This technical result is enhanced by the fact that the said arcuate and wave-like curves adjoin their ends to the branch wall, the length L _{1 of the} said insert along the branch wall is 1 / 2-2 gauge branches, and the distance b from the branch wall to the point farthest from it each of the mentioned curves is associated with the insertion length by the ratio b = (1 / 8-1 / 4) L ₁ for L ₁ = (1 / 2-1) caliber and b = (1 / 16-1 / 8) L ₁ for L ₁ > 1 caliber.

 This technical result is enhanced by the fact that the surface of the guide insert facing the flow, located on the far of the two mentioned branch walls, has a longitudinal section in the form of an arcuate curve facing the concave side to the flow, while the channel width between the surfaces of the guide inserts referred to the flow the near and far walls of the branch remains unchanged along the flow within ± 15%.

 The achievement of an even higher technical result is facilitated by the fact that the surface of the guide insert placed on the aforementioned far wall of the branch having the above shape facing the flow is adjacent to this wall on the outlet side of the flow.

This technical result is enhanced by the fact that, in the presence of a guide insert on the near wall of the branch with the above corresponding dimensions, the surface of the guide insert located on the farthest of the two mentioned walls of the branch facing the flow has a longitudinal section in the form of a wave-like curve consisting of two sections , the first of which, in the direction of the flow, in the branch faces the concave side to the stream, and the second convex side, with its end adjacent to the wall branching, the width of the channel between the surfaces of the guide inserts facing the flow in the branch remains constant within ± 15%, and the length L _{2 of} this insert along the branch wall is (1-2.5) L ₁ , where L ₁ is the length of the guide insert placed on said near wall of the branch.

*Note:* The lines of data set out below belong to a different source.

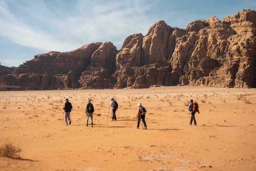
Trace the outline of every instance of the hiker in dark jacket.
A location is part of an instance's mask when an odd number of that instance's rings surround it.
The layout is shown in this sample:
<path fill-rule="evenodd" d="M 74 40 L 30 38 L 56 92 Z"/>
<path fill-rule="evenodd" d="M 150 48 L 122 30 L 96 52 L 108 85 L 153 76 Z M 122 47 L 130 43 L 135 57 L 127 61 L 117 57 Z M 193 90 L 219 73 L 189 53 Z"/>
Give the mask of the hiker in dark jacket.
<path fill-rule="evenodd" d="M 140 120 L 142 119 L 142 122 L 143 122 L 144 124 L 144 129 L 146 130 L 146 121 L 145 121 L 145 114 L 146 114 L 145 112 L 144 112 L 142 108 L 144 108 L 141 105 L 141 103 L 140 102 L 138 103 L 138 110 L 139 112 L 138 112 L 138 124 L 137 124 L 137 129 L 139 129 L 139 126 L 140 126 Z"/>
<path fill-rule="evenodd" d="M 192 122 L 194 120 L 194 126 L 197 125 L 197 121 L 196 121 L 196 117 L 195 117 L 195 114 L 197 112 L 198 112 L 198 113 L 200 113 L 199 112 L 199 109 L 198 108 L 197 109 L 197 111 L 193 111 L 193 100 L 191 99 L 190 100 L 190 103 L 188 105 L 188 111 L 190 111 L 190 114 L 191 114 L 191 118 L 190 118 L 190 122 L 189 123 L 189 125 L 192 124 Z"/>
<path fill-rule="evenodd" d="M 68 118 L 69 119 L 69 124 L 71 124 L 71 120 L 70 120 L 70 112 L 71 112 L 71 109 L 72 109 L 72 105 L 71 104 L 71 103 L 69 101 L 68 99 L 66 99 L 66 102 L 65 103 L 65 105 L 64 106 L 64 108 L 63 108 L 63 109 L 65 111 L 65 122 L 66 125 L 68 125 Z"/>
<path fill-rule="evenodd" d="M 86 125 L 88 126 L 88 118 L 91 119 L 91 123 L 92 124 L 92 127 L 93 126 L 93 113 L 94 112 L 94 108 L 93 107 L 93 103 L 91 102 L 91 100 L 88 99 L 87 101 L 87 105 L 86 105 Z"/>
<path fill-rule="evenodd" d="M 114 119 L 115 119 L 116 121 L 116 111 L 117 110 L 117 108 L 118 108 L 118 104 L 113 98 L 111 99 L 110 107 L 111 107 L 112 109 L 112 121 Z"/>

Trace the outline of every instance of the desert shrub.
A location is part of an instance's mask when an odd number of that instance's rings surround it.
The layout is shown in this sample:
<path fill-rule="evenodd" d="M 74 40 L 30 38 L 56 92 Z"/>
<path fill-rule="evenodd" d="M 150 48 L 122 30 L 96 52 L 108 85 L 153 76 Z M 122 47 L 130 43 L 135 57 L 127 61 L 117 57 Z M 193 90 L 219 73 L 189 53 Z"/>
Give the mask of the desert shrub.
<path fill-rule="evenodd" d="M 240 100 L 243 98 L 243 95 L 242 94 L 240 94 L 237 96 L 238 100 Z"/>
<path fill-rule="evenodd" d="M 250 99 L 247 99 L 246 98 L 244 98 L 244 102 L 245 103 L 250 104 Z"/>
<path fill-rule="evenodd" d="M 10 158 L 19 158 L 22 149 L 11 143 L 5 144 L 0 147 L 0 156 Z"/>

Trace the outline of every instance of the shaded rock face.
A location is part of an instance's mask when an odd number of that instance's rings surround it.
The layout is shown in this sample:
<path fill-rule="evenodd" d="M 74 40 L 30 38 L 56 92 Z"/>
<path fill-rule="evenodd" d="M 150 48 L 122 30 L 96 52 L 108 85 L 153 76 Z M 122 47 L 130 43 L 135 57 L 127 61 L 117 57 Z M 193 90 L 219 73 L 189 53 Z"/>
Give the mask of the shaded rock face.
<path fill-rule="evenodd" d="M 159 21 L 145 36 L 128 36 L 119 51 L 105 42 L 67 52 L 50 52 L 35 55 L 12 73 L 0 74 L 2 87 L 22 90 L 145 88 L 157 84 L 255 87 L 256 12 L 243 10 L 222 21 L 214 16 L 197 20 L 185 29 Z"/>

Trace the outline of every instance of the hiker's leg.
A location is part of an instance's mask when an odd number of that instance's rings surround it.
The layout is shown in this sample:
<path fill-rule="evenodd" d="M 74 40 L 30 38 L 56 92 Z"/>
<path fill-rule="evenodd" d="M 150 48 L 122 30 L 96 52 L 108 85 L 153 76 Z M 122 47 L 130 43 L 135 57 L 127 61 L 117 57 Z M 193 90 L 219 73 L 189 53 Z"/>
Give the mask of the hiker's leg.
<path fill-rule="evenodd" d="M 88 124 L 88 118 L 89 117 L 89 113 L 86 113 L 86 124 Z"/>
<path fill-rule="evenodd" d="M 112 109 L 112 121 L 114 120 L 114 109 Z"/>
<path fill-rule="evenodd" d="M 140 126 L 140 116 L 141 115 L 138 115 L 138 124 L 137 124 L 137 127 L 139 127 Z"/>
<path fill-rule="evenodd" d="M 69 112 L 69 113 L 68 114 L 68 119 L 69 119 L 69 121 L 70 122 L 71 122 L 71 120 L 70 120 L 70 112 Z"/>
<path fill-rule="evenodd" d="M 65 112 L 65 122 L 66 124 L 68 124 L 68 112 Z"/>
<path fill-rule="evenodd" d="M 92 113 L 91 113 L 91 115 L 90 115 L 90 118 L 91 119 L 91 123 L 92 124 L 93 124 L 93 114 Z"/>
<path fill-rule="evenodd" d="M 113 109 L 113 116 L 114 117 L 114 119 L 115 119 L 115 120 L 116 120 L 116 109 Z"/>
<path fill-rule="evenodd" d="M 197 124 L 197 121 L 196 121 L 196 117 L 195 116 L 195 114 L 194 114 L 193 115 L 194 115 L 194 117 L 193 117 L 193 118 L 194 118 L 194 123 L 196 125 Z"/>
<path fill-rule="evenodd" d="M 192 124 L 192 122 L 193 121 L 193 114 L 190 113 L 191 115 L 191 118 L 190 118 L 190 125 Z"/>
<path fill-rule="evenodd" d="M 145 121 L 145 115 L 143 115 L 141 116 L 141 118 L 142 118 L 142 122 L 143 122 L 144 127 L 146 127 L 146 121 Z"/>

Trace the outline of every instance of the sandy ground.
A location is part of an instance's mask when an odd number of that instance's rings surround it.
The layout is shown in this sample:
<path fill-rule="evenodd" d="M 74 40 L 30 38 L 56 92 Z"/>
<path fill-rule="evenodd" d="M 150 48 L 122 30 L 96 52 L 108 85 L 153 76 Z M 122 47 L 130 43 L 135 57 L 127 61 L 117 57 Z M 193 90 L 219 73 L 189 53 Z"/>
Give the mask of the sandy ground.
<path fill-rule="evenodd" d="M 118 120 L 107 122 L 112 97 Z M 68 126 L 66 98 L 73 106 Z M 85 125 L 88 98 L 93 127 Z M 199 104 L 197 126 L 188 125 L 190 99 Z M 147 111 L 147 130 L 136 129 L 138 102 Z M 255 89 L 1 92 L 0 104 L 0 145 L 22 149 L 19 160 L 0 157 L 1 170 L 256 170 Z"/>

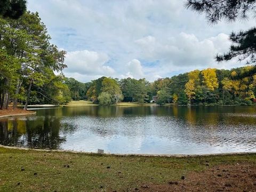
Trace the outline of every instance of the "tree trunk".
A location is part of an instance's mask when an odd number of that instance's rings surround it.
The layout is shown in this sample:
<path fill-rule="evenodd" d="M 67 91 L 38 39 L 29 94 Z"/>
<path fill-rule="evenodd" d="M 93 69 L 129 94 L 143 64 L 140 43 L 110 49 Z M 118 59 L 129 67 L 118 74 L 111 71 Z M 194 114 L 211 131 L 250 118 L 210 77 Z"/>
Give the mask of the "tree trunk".
<path fill-rule="evenodd" d="M 7 106 L 8 106 L 8 95 L 9 95 L 9 91 L 7 89 L 9 84 L 9 81 L 7 78 L 5 78 L 4 81 L 4 91 L 3 92 L 3 94 L 2 95 L 2 99 L 1 99 L 1 109 L 6 109 Z"/>
<path fill-rule="evenodd" d="M 28 87 L 28 96 L 27 97 L 27 100 L 26 101 L 25 106 L 24 107 L 24 110 L 27 110 L 27 108 L 28 108 L 28 101 L 29 100 L 29 97 L 30 97 L 31 87 L 32 86 L 32 83 L 33 80 L 31 79 L 30 80 L 30 82 L 29 83 L 29 86 Z"/>
<path fill-rule="evenodd" d="M 19 94 L 19 92 L 20 92 L 20 89 L 22 83 L 22 81 L 21 81 L 20 79 L 18 80 L 17 85 L 16 86 L 16 91 L 15 92 L 15 95 L 13 99 L 13 106 L 12 107 L 13 109 L 15 109 L 17 107 L 17 102 L 18 102 L 17 95 Z"/>

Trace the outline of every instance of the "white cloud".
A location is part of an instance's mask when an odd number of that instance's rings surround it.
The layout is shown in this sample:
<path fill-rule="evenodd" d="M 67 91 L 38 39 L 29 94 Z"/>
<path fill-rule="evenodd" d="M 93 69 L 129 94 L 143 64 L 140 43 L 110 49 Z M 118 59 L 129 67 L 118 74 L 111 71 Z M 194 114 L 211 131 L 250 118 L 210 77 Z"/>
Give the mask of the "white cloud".
<path fill-rule="evenodd" d="M 83 77 L 88 79 L 92 76 L 111 76 L 114 74 L 115 70 L 106 65 L 108 60 L 109 57 L 105 53 L 88 50 L 69 52 L 65 59 L 68 68 L 64 72 L 81 79 Z"/>
<path fill-rule="evenodd" d="M 214 57 L 228 50 L 227 34 L 255 25 L 252 19 L 209 26 L 180 0 L 28 1 L 52 42 L 68 52 L 65 74 L 83 82 L 102 75 L 152 81 L 195 68 L 242 66 Z M 125 68 L 130 62 L 134 66 Z"/>
<path fill-rule="evenodd" d="M 142 71 L 142 67 L 140 61 L 137 59 L 133 59 L 127 63 L 128 72 L 126 76 L 137 79 L 143 78 L 145 76 Z"/>

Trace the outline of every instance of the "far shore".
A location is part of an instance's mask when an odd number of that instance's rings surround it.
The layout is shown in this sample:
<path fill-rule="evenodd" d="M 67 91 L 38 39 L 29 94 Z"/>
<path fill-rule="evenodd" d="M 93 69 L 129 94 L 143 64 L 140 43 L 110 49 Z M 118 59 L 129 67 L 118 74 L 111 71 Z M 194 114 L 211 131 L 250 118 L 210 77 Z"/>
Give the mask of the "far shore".
<path fill-rule="evenodd" d="M 24 110 L 23 109 L 17 108 L 12 109 L 10 107 L 8 109 L 0 110 L 0 118 L 21 116 L 34 115 L 36 114 L 36 112 L 31 110 Z"/>
<path fill-rule="evenodd" d="M 1 191 L 252 191 L 256 188 L 256 154 L 115 156 L 0 146 L 0 156 Z"/>

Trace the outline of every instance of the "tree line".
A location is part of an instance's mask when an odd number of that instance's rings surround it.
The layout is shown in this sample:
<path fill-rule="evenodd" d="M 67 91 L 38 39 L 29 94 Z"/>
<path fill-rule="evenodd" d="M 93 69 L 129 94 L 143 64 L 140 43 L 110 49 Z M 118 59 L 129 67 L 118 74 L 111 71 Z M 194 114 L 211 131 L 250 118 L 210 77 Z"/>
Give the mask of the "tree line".
<path fill-rule="evenodd" d="M 209 18 L 212 18 L 214 21 L 225 17 L 231 19 L 234 15 L 228 17 L 222 12 L 213 15 L 207 11 L 208 6 L 210 9 L 226 6 L 229 9 L 237 5 L 236 2 L 233 5 L 228 1 L 218 1 L 215 7 L 206 2 L 210 1 L 188 1 L 187 6 L 199 12 L 206 10 Z M 5 0 L 0 7 L 1 109 L 7 109 L 10 103 L 15 109 L 18 102 L 25 105 L 26 109 L 29 103 L 61 105 L 79 99 L 90 100 L 101 105 L 116 104 L 121 101 L 143 103 L 151 102 L 153 98 L 159 105 L 255 102 L 255 66 L 231 70 L 195 70 L 153 83 L 145 78 L 119 80 L 102 77 L 83 83 L 65 77 L 62 71 L 67 67 L 64 62 L 66 52 L 50 43 L 51 37 L 38 13 L 26 11 L 26 3 L 25 0 Z M 250 6 L 243 8 L 253 9 L 254 3 L 248 3 Z M 230 53 L 217 55 L 217 60 L 228 60 L 240 55 L 240 60 L 249 58 L 248 62 L 254 65 L 255 29 L 231 34 L 230 39 L 237 46 L 231 46 Z"/>
<path fill-rule="evenodd" d="M 66 78 L 72 99 L 86 99 L 101 105 L 119 101 L 159 105 L 251 105 L 256 102 L 255 67 L 231 70 L 208 68 L 159 78 L 153 83 L 145 78 L 120 80 L 102 77 L 82 83 Z M 73 83 L 71 83 L 73 82 Z"/>
<path fill-rule="evenodd" d="M 0 17 L 0 108 L 22 101 L 60 103 L 70 100 L 63 83 L 66 52 L 50 42 L 38 13 Z M 54 71 L 59 72 L 56 75 Z"/>

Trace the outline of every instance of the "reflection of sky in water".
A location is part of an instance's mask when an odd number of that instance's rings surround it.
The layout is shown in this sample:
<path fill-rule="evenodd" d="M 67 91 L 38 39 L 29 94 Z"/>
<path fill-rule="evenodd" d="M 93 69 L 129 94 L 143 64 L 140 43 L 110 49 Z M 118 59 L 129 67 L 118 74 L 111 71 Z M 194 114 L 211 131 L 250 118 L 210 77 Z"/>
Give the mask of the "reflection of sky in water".
<path fill-rule="evenodd" d="M 0 142 L 117 154 L 256 151 L 255 112 L 254 107 L 47 109 L 37 116 L 10 118 L 5 125 L 0 122 L 9 133 L 0 127 Z M 20 122 L 26 125 L 23 132 Z"/>

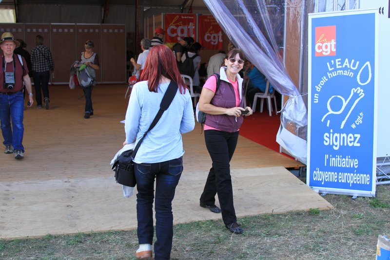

An even higher technical result is achieved by the fact that in the presence of a guide insert on the near wall of the branch with the above parameters, the surface of the guide insert located on the farthest of the two mentioned walls of the branch facing the flow has a longitudinal section adjacent at least from the outlet side of the flow to the branch wall of a wave-like curve, consisting of three sections, convex and concave, alternately facing upstream, towards the flow of sections, the length of the first along the flow chastka along the wall of the branch does not exceed 1 / 3L _1, the total length L of the insert ₂ is (1-2,5) L ₁ wherein L ₁ - length of the guide insert placed at said proximal wall of the branch, and the channel width to flow between the facing in the branching with the surfaces of the guide inserts, starting from the second section, it remains unchanged along the flow within ± 15%.

 The achievement of the specified technical result in the particular case of execution is facilitated by the implementation of the guide insert of sheet material.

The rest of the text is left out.